ROSA
ROSA
Rosa calada … cansou de ouvir referirem-se a ela assim … a Rosa calada, quieta , sem e nem que a manifestar. Por dentro, ora ria, ora chorava. Se conhecia. Era mulher de opinião, de conceitos definidos, de visão clara. Mas cedo aprendera que o melhor era calar. Primeiros os pais, especialmente o pai que proclamava as virtudes da boa mulher, ao mesmo tempo em que a qualquer pretexto, “corrigia”a sua. Lembra de ver a mãe chorar baixinho, sofrer calada, apanhar resignada, aceitar sua sina de mulher.
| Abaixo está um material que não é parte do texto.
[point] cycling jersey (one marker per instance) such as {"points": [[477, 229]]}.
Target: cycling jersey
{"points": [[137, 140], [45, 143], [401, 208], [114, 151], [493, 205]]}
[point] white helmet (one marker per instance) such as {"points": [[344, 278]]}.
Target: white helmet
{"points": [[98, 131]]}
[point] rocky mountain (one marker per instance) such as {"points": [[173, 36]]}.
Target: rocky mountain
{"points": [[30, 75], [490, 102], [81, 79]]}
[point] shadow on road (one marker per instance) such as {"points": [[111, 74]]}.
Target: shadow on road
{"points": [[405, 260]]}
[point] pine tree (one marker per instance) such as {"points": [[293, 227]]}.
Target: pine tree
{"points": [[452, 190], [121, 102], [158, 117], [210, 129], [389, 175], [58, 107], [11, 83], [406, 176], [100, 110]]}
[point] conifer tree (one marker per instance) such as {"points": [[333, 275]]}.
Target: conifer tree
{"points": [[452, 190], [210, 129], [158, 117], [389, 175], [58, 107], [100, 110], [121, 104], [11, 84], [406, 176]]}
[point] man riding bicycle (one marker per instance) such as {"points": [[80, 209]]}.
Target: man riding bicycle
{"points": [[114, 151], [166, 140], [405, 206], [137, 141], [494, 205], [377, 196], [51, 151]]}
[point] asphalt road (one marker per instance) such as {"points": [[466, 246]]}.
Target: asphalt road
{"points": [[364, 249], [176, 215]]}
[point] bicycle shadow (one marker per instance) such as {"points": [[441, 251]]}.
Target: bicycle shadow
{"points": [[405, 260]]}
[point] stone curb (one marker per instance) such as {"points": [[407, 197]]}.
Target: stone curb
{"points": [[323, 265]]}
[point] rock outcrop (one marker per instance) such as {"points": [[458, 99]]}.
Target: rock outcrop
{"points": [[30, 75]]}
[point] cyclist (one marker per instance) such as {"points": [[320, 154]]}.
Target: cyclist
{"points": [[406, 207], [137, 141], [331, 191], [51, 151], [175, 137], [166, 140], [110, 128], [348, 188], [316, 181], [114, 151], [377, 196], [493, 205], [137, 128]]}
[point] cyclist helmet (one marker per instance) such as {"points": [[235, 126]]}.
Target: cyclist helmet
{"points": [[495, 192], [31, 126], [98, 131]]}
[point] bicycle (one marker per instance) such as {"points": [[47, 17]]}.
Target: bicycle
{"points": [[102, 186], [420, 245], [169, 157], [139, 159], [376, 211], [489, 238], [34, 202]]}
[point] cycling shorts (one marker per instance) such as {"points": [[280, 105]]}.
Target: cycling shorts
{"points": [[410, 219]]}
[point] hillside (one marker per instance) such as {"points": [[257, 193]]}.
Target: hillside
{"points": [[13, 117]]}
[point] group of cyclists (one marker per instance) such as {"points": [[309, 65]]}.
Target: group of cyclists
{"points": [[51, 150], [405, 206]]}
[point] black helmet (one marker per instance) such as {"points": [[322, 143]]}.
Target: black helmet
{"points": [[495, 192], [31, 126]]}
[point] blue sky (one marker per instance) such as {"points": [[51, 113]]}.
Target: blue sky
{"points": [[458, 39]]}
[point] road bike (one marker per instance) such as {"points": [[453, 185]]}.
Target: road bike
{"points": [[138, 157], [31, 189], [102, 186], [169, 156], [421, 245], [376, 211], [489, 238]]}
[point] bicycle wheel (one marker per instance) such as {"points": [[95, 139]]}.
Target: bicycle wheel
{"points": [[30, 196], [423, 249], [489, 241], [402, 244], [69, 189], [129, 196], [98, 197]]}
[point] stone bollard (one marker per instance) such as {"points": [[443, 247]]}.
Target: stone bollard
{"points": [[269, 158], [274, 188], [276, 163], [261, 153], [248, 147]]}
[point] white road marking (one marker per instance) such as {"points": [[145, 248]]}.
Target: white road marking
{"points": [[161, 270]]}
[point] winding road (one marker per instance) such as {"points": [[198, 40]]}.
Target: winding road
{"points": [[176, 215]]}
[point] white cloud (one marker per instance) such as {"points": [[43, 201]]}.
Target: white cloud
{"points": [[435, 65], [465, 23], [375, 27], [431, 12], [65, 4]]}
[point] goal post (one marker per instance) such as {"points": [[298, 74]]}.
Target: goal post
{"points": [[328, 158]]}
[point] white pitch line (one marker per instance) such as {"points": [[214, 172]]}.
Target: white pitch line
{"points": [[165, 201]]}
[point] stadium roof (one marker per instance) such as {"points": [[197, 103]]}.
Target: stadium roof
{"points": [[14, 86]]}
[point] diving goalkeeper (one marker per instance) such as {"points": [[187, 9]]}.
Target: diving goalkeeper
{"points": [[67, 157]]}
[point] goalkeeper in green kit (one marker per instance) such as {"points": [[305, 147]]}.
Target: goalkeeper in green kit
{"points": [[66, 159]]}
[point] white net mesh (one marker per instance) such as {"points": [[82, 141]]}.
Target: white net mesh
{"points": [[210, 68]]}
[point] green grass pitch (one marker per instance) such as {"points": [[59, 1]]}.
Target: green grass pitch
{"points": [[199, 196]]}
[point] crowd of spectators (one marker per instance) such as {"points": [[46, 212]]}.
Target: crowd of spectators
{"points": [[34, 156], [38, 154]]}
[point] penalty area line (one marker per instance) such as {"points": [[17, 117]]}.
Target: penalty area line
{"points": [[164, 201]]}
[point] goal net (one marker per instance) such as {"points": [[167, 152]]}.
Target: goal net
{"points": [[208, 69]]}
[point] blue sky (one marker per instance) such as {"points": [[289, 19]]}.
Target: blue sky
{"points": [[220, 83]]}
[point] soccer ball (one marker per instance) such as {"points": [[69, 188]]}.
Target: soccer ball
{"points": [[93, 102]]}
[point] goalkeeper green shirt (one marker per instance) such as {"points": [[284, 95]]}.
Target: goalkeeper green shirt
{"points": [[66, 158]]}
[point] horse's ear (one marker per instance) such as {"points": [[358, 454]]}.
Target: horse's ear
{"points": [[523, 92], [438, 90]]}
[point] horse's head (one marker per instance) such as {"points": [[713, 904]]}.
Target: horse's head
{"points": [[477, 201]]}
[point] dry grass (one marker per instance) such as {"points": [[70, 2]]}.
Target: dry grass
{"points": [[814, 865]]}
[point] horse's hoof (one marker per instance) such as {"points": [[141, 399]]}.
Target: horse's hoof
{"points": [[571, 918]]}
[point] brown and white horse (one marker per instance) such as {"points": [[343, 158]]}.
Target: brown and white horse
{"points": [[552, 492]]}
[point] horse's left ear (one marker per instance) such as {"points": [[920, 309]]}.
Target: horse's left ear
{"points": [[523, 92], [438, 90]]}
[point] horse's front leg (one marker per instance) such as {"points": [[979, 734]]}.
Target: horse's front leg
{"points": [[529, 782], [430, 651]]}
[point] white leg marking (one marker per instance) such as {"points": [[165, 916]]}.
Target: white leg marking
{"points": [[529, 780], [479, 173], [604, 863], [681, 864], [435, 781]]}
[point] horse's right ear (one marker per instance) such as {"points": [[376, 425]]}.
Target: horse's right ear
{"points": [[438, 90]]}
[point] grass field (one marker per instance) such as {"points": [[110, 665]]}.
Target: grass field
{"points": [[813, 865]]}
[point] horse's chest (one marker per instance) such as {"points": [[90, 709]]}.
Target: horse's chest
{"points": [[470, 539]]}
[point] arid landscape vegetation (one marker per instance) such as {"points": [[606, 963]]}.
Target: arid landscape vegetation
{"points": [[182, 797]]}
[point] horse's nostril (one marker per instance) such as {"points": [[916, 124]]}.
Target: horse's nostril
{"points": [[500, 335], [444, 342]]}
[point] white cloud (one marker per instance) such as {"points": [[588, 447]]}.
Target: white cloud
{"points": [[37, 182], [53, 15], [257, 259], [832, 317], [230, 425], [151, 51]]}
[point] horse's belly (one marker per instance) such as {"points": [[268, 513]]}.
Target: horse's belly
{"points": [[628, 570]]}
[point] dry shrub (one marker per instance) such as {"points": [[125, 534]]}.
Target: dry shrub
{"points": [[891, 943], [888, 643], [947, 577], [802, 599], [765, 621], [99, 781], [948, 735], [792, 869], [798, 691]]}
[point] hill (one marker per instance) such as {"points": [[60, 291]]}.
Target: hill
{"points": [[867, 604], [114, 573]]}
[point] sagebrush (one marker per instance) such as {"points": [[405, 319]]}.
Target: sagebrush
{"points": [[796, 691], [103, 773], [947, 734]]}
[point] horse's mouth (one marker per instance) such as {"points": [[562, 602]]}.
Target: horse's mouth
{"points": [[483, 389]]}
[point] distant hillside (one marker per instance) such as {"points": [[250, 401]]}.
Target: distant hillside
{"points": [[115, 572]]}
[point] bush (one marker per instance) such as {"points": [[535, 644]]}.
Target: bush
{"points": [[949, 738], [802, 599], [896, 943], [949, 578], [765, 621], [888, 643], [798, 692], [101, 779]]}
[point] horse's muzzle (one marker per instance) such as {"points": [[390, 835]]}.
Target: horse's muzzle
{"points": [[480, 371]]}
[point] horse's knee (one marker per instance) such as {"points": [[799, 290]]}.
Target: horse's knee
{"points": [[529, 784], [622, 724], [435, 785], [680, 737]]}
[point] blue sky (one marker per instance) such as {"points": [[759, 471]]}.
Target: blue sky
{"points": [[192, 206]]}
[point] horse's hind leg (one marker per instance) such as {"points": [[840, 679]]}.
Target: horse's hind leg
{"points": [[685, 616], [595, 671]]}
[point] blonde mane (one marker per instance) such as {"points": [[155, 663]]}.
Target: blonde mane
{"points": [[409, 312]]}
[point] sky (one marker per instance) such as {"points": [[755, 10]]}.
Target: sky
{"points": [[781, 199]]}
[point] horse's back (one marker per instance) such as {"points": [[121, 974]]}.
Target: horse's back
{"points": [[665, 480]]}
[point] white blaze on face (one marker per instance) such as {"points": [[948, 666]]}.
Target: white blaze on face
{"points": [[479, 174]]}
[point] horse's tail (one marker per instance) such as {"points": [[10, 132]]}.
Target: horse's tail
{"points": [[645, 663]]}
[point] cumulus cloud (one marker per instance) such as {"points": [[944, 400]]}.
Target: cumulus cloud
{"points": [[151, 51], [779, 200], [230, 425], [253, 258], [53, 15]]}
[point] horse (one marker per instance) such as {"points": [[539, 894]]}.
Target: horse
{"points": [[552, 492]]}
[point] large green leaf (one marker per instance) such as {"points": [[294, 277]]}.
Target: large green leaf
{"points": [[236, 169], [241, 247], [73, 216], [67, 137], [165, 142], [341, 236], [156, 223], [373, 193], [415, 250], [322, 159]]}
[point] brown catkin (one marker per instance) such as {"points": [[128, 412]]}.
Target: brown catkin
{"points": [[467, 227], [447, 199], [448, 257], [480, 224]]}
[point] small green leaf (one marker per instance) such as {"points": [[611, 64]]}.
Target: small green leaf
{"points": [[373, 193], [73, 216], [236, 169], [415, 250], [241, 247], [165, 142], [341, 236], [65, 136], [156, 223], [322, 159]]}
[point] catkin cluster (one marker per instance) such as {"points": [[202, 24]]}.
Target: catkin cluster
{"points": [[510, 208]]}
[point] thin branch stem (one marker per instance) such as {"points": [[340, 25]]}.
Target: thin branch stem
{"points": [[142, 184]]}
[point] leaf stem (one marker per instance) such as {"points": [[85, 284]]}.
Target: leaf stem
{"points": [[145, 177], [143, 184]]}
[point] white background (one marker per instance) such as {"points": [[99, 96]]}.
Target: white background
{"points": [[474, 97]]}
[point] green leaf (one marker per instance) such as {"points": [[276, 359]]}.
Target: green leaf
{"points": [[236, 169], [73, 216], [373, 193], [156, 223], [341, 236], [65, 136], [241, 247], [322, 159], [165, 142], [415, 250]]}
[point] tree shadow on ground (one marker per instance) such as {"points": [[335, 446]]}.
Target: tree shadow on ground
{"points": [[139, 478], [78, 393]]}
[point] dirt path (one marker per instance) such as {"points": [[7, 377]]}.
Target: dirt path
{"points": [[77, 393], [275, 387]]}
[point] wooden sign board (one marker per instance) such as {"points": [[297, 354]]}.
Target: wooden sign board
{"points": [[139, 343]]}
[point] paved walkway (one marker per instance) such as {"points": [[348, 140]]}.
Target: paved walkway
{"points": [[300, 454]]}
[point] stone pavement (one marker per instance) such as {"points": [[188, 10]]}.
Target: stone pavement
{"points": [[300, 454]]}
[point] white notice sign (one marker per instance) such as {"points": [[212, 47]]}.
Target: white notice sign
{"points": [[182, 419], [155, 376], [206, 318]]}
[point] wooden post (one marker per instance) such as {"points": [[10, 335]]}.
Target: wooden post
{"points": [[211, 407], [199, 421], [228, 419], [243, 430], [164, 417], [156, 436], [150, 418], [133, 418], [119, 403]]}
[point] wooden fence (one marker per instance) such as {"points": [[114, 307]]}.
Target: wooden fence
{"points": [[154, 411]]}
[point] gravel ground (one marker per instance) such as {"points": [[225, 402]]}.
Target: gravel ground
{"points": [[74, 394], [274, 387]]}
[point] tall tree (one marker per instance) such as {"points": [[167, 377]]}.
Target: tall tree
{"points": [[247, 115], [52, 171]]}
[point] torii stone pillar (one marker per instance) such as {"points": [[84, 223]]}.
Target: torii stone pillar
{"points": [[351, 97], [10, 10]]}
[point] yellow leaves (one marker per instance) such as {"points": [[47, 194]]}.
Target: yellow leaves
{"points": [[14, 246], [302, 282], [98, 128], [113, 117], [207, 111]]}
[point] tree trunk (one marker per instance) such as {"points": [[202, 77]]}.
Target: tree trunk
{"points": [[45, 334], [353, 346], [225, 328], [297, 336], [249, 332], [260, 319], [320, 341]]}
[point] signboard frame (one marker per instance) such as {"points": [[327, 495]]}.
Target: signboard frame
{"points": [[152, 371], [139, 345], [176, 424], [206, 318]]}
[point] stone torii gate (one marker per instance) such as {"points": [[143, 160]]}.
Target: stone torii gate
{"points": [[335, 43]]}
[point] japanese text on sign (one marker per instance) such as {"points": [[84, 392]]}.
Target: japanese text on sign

Nas poucas vezes em que tentou mostrar a mãe que isto estava errado, foi repreendida. Ouviu da boca da mãe as palavras ditas tão freqüentemente pelo pai. Pequena, medrosa, acovardou-se.
Aos vinte e poucos anos casou. Ele tinha quarenta e fora “escolhido” pela família. Como num “moto-contínuo”tudo se repetia.... ela apanhava regularmente umas vez por semana, ou se a saída com os amigos acontecesse (excepcionalmente)uma segunda vez, então eram duas vezes na semana. Ele chegava, algumas cervejas a mais e nunca, nada parecia satisfaze-lo. Falar ela não falava, quase nunca, quase nada. Mas não dependia disso. Algumas vezes o motivo era ela estar a esperá-lo, noutras, já estar dormindo. Havia ainda a possibilidade de ele “enxergar” um olhar diferente, ou então um perfume no ar, ou ... qualquer coisa que sua mente insana, “avariada” pela bebida, pudesse conceber.
Nos outros dias, casal exemplar, eles iam a missa juntos, passeavam, visitavam parentes. Ele aparentando felicidade, loquaz. Ela silenciosa, a Rosa calada. Não entendida porque não explicada. Nunca se abrira com ninguém, os parentes, amigos não conheciam sua história. Achavam engraçado, ela sempre calada, monossilábica. As vezes (sem um motivo aparente) um meio sorriso bailava em seus lábios e um brilho entre travesso e fugaz no olhar, poderia ser visto por alguém mais atento.
O tempo passou, deu voltas e voltou. Ele teve um derrame, que tirou-lhe a fala, o andar, a força nos braços ... e Rosa sempre tão calada, pôs a boca no mundo, contou a que veio, expôs suas idéias... não parou mais.
E todos calaram. Havia sabedoria na voz da Rosa calada.